As HCMVsn increased both NK cell natural cytotoxicity and CD16-dependent responses, we investigated the effect of HCMVsn on cytotoxicity through other common NK cell activating receptors. We probed NKG2C, NKG2D, NKp30, NKp44, and NKp46 using a redirected lysis assay in which murine FcR-expressing P815 cells orient mAb specific for particular activating receptors to enable selective NK cell activation. A representative summary of target cell lysis by natural cytotoxicity, ADCC and redirected killing through individual activating receptors is shown in Figure 2A. Using an IgG isotype control antibody, there was little P815 cell lysis and no significant difference from control conditions when HCMVsn was present during the 5 h assay (Figure 2B). By introducing mAb against individual NK cell activating receptors, we observed that HCMVsn significantly increased P815 cell lysis through NKG2C (Figure 2C), NKG2D (Figure 2D), and the NCRs NKp30 and NKp46, but not NKp44 (Figures 2E–G). These data demonstrate that HCMVsn sensitizes NK cells for cytotoxicity triggered through CD16, most NCRs and through activating C-type lectin-like receptors. As with the increased killing of K562 and ADCC, there was no apparent difference in the responses of NK cells from HCMV-seropositive and seronegative subjects discriminated on the graphs by different symbols.

Effect of HCMVsn on NK cell cytotoxicity directed through different receptors. **(A)** Natural cytotoxicity (K562 cells), and redirected lysis of P815 cells in the presence of NK receptor-specific mAb for a representative subject with or without HCMVsn was measured over 5 h. Error bars represent mean ± standard error of the mean with three replicates. Redirected P815 cell lysis was measured at E:T 30:1 with 3 μg/mL **(B)** isotype control (IC), **(C)** anti-NKG2C, **(D)** anti-NKG2D, **(E)** anti-NKp30, **(F)** anti-NKp44, or **(G)** anti-NKp46 mAbs. Assays represented in plots **(B–G)** were performed in triplicate for 7–9 individuals. Subjects seropositive for HCMV are represented with filled black circles or yellow squares half-shaded black. Error bars for isotype control and anti-NKp46 plots represent median with IQR and the probability of a difference between conditions was assessed by Wilcoxon signed-rank test. All other bars represent mean ± SD with comparison between conditions by Student's paired t-test.

IFN-α produced during HCMV infection enhances NK cytotoxicity

While a cell-free component of HCMVsn increased NK cell pan cytotoxic function, it was unclear whether this effect was mediated through macromolecular interactions with different NK cell activating receptors or by cytokines.

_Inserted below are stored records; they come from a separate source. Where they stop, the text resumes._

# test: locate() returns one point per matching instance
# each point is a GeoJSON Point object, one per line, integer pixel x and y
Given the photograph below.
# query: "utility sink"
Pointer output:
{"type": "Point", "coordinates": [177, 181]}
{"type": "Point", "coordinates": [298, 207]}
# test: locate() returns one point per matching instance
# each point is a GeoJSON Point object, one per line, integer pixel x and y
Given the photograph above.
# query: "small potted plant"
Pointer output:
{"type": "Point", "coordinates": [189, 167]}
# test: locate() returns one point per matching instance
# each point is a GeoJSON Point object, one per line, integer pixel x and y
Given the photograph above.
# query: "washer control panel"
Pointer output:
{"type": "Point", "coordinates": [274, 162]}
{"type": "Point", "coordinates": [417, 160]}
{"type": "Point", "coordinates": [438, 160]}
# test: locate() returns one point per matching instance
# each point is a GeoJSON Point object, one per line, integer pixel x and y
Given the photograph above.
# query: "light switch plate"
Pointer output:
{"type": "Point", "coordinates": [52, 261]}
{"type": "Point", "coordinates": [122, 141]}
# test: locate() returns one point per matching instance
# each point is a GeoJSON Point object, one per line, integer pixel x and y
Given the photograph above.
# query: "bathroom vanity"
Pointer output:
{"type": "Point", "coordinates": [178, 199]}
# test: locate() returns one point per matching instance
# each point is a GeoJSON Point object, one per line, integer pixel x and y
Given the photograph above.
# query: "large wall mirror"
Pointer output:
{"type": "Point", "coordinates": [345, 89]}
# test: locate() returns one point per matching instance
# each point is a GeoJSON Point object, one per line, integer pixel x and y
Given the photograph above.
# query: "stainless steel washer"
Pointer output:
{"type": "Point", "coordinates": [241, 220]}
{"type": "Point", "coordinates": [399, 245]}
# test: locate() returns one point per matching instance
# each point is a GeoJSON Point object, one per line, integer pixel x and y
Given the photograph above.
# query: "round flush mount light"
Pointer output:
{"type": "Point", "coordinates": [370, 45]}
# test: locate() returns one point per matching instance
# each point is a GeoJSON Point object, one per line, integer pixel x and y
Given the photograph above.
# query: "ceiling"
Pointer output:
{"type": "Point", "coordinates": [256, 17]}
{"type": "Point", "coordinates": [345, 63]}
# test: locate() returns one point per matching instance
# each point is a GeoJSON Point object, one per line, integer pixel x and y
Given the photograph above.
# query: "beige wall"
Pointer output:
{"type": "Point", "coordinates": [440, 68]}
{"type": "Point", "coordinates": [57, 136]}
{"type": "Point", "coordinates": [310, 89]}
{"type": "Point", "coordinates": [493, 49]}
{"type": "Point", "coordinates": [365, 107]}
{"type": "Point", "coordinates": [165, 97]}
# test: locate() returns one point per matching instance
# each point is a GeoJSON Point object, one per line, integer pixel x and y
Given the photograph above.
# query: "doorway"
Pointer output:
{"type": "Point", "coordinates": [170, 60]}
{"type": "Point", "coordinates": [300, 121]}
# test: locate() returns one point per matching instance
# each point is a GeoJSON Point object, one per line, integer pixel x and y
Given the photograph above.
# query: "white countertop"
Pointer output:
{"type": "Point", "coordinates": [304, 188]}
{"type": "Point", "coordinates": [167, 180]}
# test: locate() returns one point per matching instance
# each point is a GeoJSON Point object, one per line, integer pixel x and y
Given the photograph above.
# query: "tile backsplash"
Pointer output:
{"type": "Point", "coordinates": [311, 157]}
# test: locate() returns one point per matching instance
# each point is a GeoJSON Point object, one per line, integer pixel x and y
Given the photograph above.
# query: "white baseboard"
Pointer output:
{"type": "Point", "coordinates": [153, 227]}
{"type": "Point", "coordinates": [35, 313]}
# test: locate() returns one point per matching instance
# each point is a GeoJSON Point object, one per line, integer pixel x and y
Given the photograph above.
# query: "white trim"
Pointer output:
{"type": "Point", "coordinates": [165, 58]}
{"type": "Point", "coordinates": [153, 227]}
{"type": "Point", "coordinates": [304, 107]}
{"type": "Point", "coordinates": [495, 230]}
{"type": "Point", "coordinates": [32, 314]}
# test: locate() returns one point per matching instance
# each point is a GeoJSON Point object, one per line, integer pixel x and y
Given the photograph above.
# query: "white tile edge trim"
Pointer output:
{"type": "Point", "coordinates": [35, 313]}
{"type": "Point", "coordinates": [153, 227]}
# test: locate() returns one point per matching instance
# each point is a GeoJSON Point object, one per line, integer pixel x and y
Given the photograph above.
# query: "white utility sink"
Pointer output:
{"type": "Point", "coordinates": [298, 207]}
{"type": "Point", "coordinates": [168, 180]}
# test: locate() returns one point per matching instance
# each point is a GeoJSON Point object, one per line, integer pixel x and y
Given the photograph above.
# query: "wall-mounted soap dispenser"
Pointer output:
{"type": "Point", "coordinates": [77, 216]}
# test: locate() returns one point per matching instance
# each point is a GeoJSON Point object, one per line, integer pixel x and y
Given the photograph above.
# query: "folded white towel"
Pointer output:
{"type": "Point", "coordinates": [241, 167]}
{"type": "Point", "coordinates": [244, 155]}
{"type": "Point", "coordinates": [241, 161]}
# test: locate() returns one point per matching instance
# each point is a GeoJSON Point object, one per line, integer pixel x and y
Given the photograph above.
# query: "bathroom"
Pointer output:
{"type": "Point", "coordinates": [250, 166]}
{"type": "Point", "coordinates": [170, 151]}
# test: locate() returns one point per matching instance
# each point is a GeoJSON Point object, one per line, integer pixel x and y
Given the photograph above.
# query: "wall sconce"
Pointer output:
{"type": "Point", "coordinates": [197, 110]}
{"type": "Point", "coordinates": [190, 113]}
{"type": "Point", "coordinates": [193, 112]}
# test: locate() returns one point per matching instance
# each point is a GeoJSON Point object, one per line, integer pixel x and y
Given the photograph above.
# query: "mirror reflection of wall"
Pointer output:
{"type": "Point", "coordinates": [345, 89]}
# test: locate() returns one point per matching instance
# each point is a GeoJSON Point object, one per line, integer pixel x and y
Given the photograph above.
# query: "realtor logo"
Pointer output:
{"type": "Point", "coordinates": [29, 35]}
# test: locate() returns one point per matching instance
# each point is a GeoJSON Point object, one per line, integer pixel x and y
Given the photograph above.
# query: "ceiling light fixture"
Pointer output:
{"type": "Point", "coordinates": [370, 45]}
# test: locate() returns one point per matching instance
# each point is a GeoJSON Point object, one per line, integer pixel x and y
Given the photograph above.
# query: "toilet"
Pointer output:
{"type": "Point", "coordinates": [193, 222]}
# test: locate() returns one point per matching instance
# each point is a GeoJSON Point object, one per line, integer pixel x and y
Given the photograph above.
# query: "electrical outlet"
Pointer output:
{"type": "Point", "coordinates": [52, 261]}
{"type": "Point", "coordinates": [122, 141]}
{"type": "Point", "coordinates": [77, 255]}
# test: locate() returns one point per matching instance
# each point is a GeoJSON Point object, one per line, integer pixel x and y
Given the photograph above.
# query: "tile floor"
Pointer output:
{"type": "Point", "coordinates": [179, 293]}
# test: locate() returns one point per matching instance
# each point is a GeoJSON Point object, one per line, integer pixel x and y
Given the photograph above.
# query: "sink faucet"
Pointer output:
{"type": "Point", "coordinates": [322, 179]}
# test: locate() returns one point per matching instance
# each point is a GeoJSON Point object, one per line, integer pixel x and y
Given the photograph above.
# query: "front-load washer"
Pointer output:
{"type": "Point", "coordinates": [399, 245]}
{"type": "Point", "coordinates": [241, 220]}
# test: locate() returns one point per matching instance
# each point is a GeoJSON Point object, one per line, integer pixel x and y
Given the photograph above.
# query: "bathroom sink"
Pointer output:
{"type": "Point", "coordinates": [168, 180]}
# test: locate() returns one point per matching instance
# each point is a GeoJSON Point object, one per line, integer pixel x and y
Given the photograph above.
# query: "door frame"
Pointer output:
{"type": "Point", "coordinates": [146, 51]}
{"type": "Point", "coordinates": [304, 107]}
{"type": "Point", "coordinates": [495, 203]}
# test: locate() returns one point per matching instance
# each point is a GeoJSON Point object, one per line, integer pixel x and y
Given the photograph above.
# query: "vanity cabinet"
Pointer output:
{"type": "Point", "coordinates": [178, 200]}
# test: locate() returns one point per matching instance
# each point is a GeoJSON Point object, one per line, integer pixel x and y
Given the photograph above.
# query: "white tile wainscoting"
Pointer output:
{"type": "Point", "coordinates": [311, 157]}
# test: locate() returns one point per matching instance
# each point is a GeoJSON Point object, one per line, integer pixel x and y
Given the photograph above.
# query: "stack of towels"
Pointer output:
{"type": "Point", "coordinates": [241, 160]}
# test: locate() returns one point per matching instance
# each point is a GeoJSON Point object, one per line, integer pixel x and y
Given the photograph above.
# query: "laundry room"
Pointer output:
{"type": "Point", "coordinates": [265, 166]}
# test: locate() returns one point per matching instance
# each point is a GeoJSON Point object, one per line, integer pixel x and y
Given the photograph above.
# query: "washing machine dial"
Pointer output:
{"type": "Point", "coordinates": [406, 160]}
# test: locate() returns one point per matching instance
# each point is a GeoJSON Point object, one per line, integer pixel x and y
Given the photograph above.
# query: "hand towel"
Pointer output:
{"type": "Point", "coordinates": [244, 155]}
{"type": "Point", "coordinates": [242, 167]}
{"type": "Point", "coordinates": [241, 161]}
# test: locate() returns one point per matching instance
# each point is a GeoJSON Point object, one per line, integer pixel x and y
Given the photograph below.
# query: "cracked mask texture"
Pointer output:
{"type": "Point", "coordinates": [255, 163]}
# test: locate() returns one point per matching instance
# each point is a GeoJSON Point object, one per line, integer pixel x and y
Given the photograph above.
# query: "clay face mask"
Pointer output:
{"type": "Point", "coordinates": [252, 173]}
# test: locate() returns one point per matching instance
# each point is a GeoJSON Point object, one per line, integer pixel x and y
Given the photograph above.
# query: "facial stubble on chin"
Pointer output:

Augmented NK cell cytotoxicity was sustained following clearance of macromolecular material by HCMVsn ultracentrifugation (Figure 3A) or following selective removal of HCMV particles by magnetic beads and a mAb against HCMV glycoprotein gB (Figure 3B). Inactivating HCMV before its addition to MRC-5 cells (UV HCMVsn) prevented the increase in NK cell cytotoxicity observed with replication competent HCMVsn (Figure 3C), indicating that a soluble product from HCMV-infected cells increases NK cell cytotoxicity through multiple activating receptors.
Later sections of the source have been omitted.